Für den Vorstand um Bernd Hoffmann bedeutet das für den Fall, dass sich die sportliche Leitung für eine Verpflichtung von Michael Ballack ausgesprochen hat – und davon gehe ich aus -, dass die Klubchefs vor einer heiklen Frage stehen. Diese lautet: Wie bekomme ich vier bis sechs Millionen Euro zusammen, die aktuell nicht in der Vereinskasse vorhanden sind, um die Gehaltsgröße Ballacks wuppen zu können? Und da es sich bei dem angestrebten Kontrakt für den deutschen Nationalspieler wohl eher um einen Zweijahresvertrag handelt, müssen insgesamt sogar eher acht Millionen aufgetrieben werden.
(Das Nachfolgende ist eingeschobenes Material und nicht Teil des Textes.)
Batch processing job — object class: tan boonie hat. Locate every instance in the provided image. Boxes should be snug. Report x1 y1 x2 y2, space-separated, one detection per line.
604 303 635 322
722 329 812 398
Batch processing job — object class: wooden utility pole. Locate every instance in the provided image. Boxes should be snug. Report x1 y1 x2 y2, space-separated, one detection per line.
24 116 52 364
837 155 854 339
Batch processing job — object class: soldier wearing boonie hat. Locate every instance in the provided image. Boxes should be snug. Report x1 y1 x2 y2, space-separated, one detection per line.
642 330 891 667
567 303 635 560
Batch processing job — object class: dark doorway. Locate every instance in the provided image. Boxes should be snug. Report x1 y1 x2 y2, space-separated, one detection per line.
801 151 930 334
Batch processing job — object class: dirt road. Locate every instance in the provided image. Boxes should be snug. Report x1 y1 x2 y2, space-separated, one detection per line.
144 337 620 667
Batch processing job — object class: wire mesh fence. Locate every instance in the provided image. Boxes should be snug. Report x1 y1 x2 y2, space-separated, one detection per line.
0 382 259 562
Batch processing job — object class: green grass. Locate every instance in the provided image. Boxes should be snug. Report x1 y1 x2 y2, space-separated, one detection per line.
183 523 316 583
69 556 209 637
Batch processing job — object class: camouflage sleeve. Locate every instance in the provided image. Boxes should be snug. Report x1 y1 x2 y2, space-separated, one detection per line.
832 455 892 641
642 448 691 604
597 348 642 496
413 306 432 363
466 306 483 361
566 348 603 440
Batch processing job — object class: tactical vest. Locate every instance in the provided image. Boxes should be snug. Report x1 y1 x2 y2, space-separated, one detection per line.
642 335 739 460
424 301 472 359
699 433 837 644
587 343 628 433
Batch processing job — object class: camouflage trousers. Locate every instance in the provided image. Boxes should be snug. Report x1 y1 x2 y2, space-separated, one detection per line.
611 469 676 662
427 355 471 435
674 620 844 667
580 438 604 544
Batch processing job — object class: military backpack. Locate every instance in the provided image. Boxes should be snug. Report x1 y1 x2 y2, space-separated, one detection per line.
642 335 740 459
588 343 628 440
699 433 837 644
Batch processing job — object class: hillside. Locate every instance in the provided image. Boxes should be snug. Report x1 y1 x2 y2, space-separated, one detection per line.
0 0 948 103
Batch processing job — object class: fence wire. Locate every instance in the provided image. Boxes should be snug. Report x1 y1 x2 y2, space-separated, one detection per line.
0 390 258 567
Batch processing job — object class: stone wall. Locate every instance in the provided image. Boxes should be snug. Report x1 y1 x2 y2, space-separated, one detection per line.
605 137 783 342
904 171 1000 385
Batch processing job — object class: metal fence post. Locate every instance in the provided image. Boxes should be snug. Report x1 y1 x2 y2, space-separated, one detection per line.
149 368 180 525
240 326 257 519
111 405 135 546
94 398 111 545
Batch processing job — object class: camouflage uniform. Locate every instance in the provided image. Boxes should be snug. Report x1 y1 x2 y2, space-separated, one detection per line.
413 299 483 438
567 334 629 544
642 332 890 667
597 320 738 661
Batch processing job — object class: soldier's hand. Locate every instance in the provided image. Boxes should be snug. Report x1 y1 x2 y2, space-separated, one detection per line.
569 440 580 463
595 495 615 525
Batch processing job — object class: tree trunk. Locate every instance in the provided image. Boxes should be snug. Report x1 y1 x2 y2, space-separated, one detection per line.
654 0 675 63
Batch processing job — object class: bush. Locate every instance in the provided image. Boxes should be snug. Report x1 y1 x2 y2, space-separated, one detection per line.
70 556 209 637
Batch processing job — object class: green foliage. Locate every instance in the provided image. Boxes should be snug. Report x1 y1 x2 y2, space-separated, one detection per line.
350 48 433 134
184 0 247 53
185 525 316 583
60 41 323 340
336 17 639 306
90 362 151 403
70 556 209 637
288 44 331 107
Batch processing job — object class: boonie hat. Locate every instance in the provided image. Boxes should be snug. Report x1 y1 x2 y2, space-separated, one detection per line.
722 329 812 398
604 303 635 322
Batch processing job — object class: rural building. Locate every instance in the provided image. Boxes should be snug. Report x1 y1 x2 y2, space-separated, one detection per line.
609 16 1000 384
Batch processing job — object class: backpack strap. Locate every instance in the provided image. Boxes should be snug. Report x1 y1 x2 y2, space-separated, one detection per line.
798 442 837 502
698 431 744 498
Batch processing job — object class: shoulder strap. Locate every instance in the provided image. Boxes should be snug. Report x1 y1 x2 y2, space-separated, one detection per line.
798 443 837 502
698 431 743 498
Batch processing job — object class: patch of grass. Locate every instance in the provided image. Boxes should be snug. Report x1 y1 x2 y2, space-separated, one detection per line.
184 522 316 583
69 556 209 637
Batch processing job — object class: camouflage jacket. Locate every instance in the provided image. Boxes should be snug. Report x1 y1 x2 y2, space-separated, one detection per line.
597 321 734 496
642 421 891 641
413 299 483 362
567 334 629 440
Es sei denn, einer der aktuellen Topverdiener (z.B. van Nistelrooy, Zé Roberto) wird entgegen vorheriger Planungen doch noch veräußert.

Ihr merkt: Es gibt noch jede Menge Ungereimtheiten im Fall Ballack. Ich weiß, dass sich die Verantwortlichen ins Zeug legen werden. Ich weiß aber auch, dass der Aufsichtsrat, der bislang übrigens noch nicht zur Personalie Ballack befragt wurde, pingelig genau auf die wirtschaftliche Machbarkeit eines solchen Transfers achten würde und wird. Das Letzte, was die Kontrolleure nach den Turbulenzen der vergangenen Wochen wollen, ist eine Diskussion, ob der HSV unkalkulierbare Risiken eingeht.

Ich gehe heute kein Risiko mehr ein und gebe daher kein abschließendes Urteil ab. Ob Felix Magath tatsächlich zu Red Bull Leipzig wechseln wird, konnte ich leider nicht mehr in Erfahrung bringen. Aber ich kann mir schon vorstellen, dass er es in Erwägung zieht. Bei Schalke 04 war er zuletzt ziemlich frustriert, weil er den nächsten Schritt zur Verbesserung des Kaders für die Champions League mangels Geld nicht angehen kann. Und es ist ein offenes Geheimnis, dass Red Bull Boss Mateschitz schon vor einiger Zeit ein Auge auf den Erfolgstrainer geworfen hat. Lassen wir uns mal überraschen.